The non-obvious benefit is testability. A multi-tenant workflow with explicit context becomes a function: same input context, same output. You can run it against synthetic test contexts in CI to catch regressions. Hardcoded workflows can't be tested this way — every test case requires recreating a full client environment.

How prompts evolve over time

The most under-appreciated part of running AI workflows in production is that prompts drift. The model improves, the use case shifts, the brand voice evolves, the edge cases pile up. A prompt that was correct six months ago will quietly produce slightly worse output today, and nobody will notice until a user complains.

The pattern that catches this is a prompt registry: every production prompt is versioned, hashed, and logged with each call. Every output is sampled into an evaluation set. On a regular cadence — monthly is comfortable — you compare the current prompt's outputs against an anchor set of expected behaviours, and you compare across model versions when models change. Anomalies surface as flagged rows.

This is unglamorous work. It is also the difference between an AI workflow stack that improves over time and one that quietly degrades while looking healthy. The teams that maintain prompt evals are the ones whose AI quality keeps climbing. The teams that don't get to relive their year-one mistakes in year three.
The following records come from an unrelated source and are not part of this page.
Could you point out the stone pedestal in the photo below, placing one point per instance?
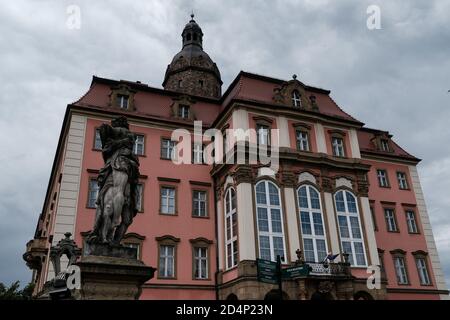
(111, 278)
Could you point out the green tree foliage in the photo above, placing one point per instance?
(13, 292)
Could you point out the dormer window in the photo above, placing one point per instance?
(183, 111)
(122, 101)
(384, 145)
(296, 102)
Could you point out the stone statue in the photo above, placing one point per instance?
(117, 181)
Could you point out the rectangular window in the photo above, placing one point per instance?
(167, 200)
(390, 220)
(382, 178)
(402, 182)
(139, 144)
(92, 194)
(263, 136)
(338, 147)
(139, 196)
(122, 101)
(166, 261)
(411, 221)
(199, 203)
(302, 141)
(197, 154)
(400, 270)
(97, 141)
(183, 111)
(167, 149)
(201, 263)
(374, 220)
(384, 145)
(135, 246)
(423, 271)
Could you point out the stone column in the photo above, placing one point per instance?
(112, 274)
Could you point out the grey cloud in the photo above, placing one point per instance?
(395, 78)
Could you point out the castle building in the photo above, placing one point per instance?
(340, 188)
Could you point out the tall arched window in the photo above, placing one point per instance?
(270, 221)
(311, 222)
(350, 227)
(231, 230)
(296, 101)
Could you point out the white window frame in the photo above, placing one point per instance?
(184, 111)
(271, 234)
(123, 101)
(402, 181)
(338, 146)
(422, 270)
(92, 192)
(200, 201)
(411, 221)
(391, 223)
(165, 208)
(140, 140)
(198, 258)
(137, 246)
(170, 147)
(347, 214)
(139, 196)
(164, 254)
(263, 134)
(229, 211)
(382, 178)
(98, 145)
(296, 99)
(302, 140)
(400, 270)
(197, 153)
(311, 212)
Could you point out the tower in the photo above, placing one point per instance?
(192, 71)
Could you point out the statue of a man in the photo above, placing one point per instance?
(117, 181)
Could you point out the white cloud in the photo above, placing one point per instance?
(395, 78)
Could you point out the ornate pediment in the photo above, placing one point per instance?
(292, 93)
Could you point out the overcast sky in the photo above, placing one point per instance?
(394, 78)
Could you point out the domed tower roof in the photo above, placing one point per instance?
(192, 71)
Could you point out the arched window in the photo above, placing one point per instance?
(231, 230)
(270, 221)
(350, 227)
(311, 223)
(296, 101)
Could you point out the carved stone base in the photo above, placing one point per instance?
(111, 278)
(98, 249)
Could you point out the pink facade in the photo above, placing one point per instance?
(337, 156)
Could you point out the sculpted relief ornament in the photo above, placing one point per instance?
(117, 181)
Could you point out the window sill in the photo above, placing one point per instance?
(169, 214)
(200, 217)
(166, 278)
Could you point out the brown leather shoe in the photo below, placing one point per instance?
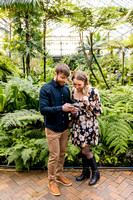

The headline framing of "AI agents" makes it sound like the architecture is the hard part. It isn't. The architecture is mostly the same patterns you'd use for any reliable distributed system: small composable units, strong contracts, explicit retries, observable everything. What's new is the call to a model in the middle, and the work to make that call reliable, cheap and auditable.

Build the small agents. Build the strong scaffolding. Build the observability. Don't build the autonomous everything-agent. The compounding comes from composition, not autonomy.